7 Replies to “The Benefits of Polyunsaturated Fats in Your Diet”

  1. Twelve years ago, after a diagnosis of high blood pressure and cholesterol, I researched diets, as I would not take the statins. I made for myself a diet based on DASH, with lots of fruit and vegetables, little sugar and meat and no processed foods. I brought my cholesterol levels down to acceptable figures, and unexpectedly lost 45 lbs along the way, which I have kept off. I am allergic to soy, so can’t eat that, but do got a lot of nuts and fat free dairy. I am proof that you can lower your cholesterol by diet alone, you don’t need statins.

  2. You got to be kidding me suggesting people to eat margarine! That’s so backwards insanity only backed by a multinational corporation that gives you funding for your site. Shame on you.

    1. From Nutrition Action Healthletter: No multinational corporation funds our website. We do not accept money from industry or government so that we can provide the best advice on food and nutrition based on the best scientific research. Multinational corporations often do not like what we publish.
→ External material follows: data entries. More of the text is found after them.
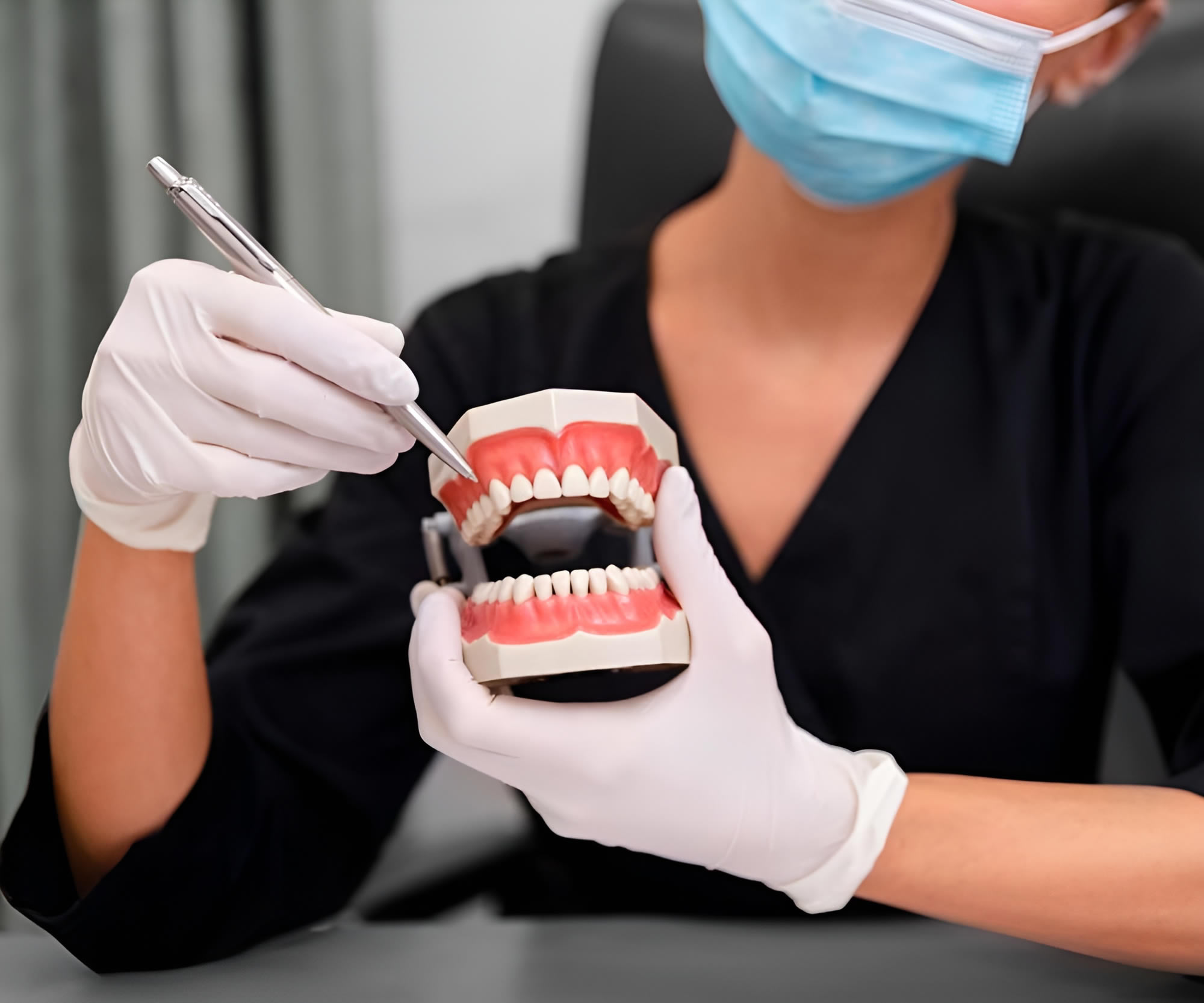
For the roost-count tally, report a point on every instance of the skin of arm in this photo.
(129, 716)
(1116, 872)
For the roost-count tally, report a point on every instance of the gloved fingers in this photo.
(499, 734)
(381, 332)
(228, 474)
(208, 421)
(688, 560)
(273, 321)
(272, 387)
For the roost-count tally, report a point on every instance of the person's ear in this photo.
(1085, 69)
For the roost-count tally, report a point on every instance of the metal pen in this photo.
(250, 258)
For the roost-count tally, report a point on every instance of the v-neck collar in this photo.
(828, 504)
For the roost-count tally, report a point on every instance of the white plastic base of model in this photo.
(669, 644)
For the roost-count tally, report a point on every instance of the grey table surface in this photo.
(609, 960)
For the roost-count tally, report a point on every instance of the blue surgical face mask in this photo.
(864, 101)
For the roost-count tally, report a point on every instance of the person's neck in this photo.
(789, 268)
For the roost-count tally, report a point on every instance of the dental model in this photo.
(551, 450)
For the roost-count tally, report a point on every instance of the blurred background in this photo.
(388, 151)
(385, 150)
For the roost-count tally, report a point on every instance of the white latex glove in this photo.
(709, 770)
(210, 386)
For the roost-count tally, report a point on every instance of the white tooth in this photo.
(500, 495)
(600, 485)
(616, 582)
(524, 589)
(546, 485)
(521, 489)
(575, 483)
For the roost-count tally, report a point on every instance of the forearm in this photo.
(129, 717)
(1108, 871)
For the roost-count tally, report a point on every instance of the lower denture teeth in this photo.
(522, 489)
(500, 495)
(616, 582)
(546, 486)
(575, 485)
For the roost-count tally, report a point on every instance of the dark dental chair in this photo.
(660, 137)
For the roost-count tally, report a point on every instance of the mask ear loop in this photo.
(1090, 31)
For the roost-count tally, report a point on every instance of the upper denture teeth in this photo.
(616, 582)
(619, 482)
(524, 589)
(579, 582)
(500, 495)
(522, 489)
(546, 485)
(574, 483)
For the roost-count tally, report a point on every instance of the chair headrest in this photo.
(1135, 154)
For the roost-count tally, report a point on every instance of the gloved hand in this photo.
(709, 770)
(210, 386)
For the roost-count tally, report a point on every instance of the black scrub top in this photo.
(1020, 509)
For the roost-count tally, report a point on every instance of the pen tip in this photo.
(163, 173)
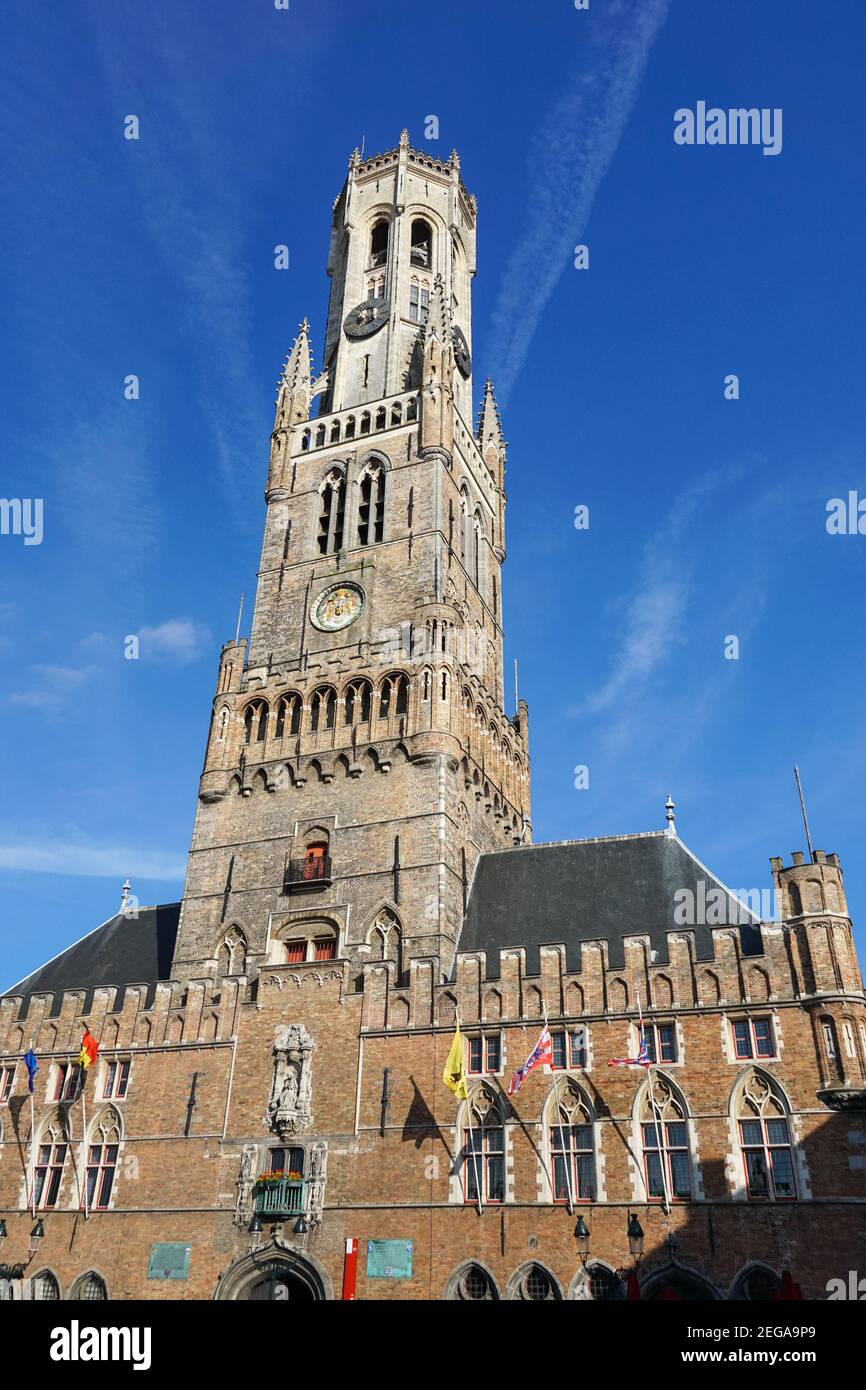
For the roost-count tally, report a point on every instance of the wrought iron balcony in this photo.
(306, 873)
(287, 1197)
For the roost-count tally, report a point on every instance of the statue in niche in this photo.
(291, 1104)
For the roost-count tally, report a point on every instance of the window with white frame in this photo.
(665, 1139)
(572, 1144)
(117, 1079)
(752, 1037)
(483, 1054)
(765, 1139)
(660, 1041)
(483, 1148)
(569, 1048)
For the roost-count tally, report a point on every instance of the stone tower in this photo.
(359, 756)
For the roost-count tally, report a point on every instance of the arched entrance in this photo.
(275, 1273)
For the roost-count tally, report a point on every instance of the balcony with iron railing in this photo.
(302, 875)
(280, 1200)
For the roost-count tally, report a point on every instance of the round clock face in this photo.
(366, 319)
(462, 353)
(337, 606)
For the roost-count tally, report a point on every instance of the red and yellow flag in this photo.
(89, 1048)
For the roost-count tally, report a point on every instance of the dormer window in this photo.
(421, 243)
(378, 242)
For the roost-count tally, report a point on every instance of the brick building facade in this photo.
(362, 875)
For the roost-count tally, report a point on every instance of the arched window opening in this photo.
(572, 1147)
(378, 242)
(50, 1161)
(765, 1140)
(332, 513)
(46, 1287)
(665, 1134)
(371, 509)
(474, 1285)
(323, 709)
(359, 702)
(483, 1148)
(288, 715)
(421, 243)
(102, 1159)
(537, 1285)
(91, 1289)
(231, 957)
(255, 722)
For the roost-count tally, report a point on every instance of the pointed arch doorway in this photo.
(275, 1275)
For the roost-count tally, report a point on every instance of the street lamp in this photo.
(581, 1235)
(635, 1237)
  3. Why are you recommending canola oil? Growers use non healthy chemicals to grow the pwhich it is made. Coconut oil is much healthier and can be used in recipes just like we used to use Crisco before we knew better. It can also be used in stir fry cooking. Other options are first press olive oil, or for salads organic Sesame oil or Hazelnut oil.

    1. To say as you have done that coconut oil is full of saturated fats is true BUT the saturated fats are a different type than the usual. I’m afraid I cannot remember the difference but its very important difference.
      The : myths about coconut oil you mention are very rarely used, instead the benefits and the LATEST studies show it to be very good for you. Read the book The Coconut oil Miracle by Bruce Fife with pages of references backing up his opinion.

      1. From Nutrition Action Healthletter: The fats in coconut oil are still saturated. Studies looking at the effect of coconut oil on heart disease in humans are scarce. In the only study done in people in the last 20 years, Malaysian researchers found that when they fed young men and women 20 percent of their calories from coconut oil for five weeks, LDL (“bad”) cholesterol was 8 percent higher and HDL (“good”) cholesterol was 7 percent higher than when the participants were fed 20 percent of their calories from olive oil.

        But just because HDL went up along with LDL doesn’t mean that coconut oil is healthy, points out Frank Sacks, professor of cardiovascular disease prevention at the Harvard School of Public Health in Boston. “We know that raising LDL levels increases the risk of heart disease,” he notes, “but we can’t say that raising HDL with diet or drugs can lower the risk of cardiovascular disease.”

        Sacks’ bottom line: “Since polyunsaturated oils lower LDLs and coconut oil raises LDLs, we can’t recommend that people replace olive, canola, or other liquid oils with coconut oil.”

        Study reference: Am. J. Clin. Nutr. 94: 1451, 2011.

        Bruce Fife, as the director of the Coconut Research Center and author of such books as “The Coconut Oil Miracle,” has made a career of promoting coconut oil and is hardly an objective observer. Just because a book has references doesn’t mean the studies cited are good ones, that they’ve been interpreted correctly, or that the most relevant studies have been included.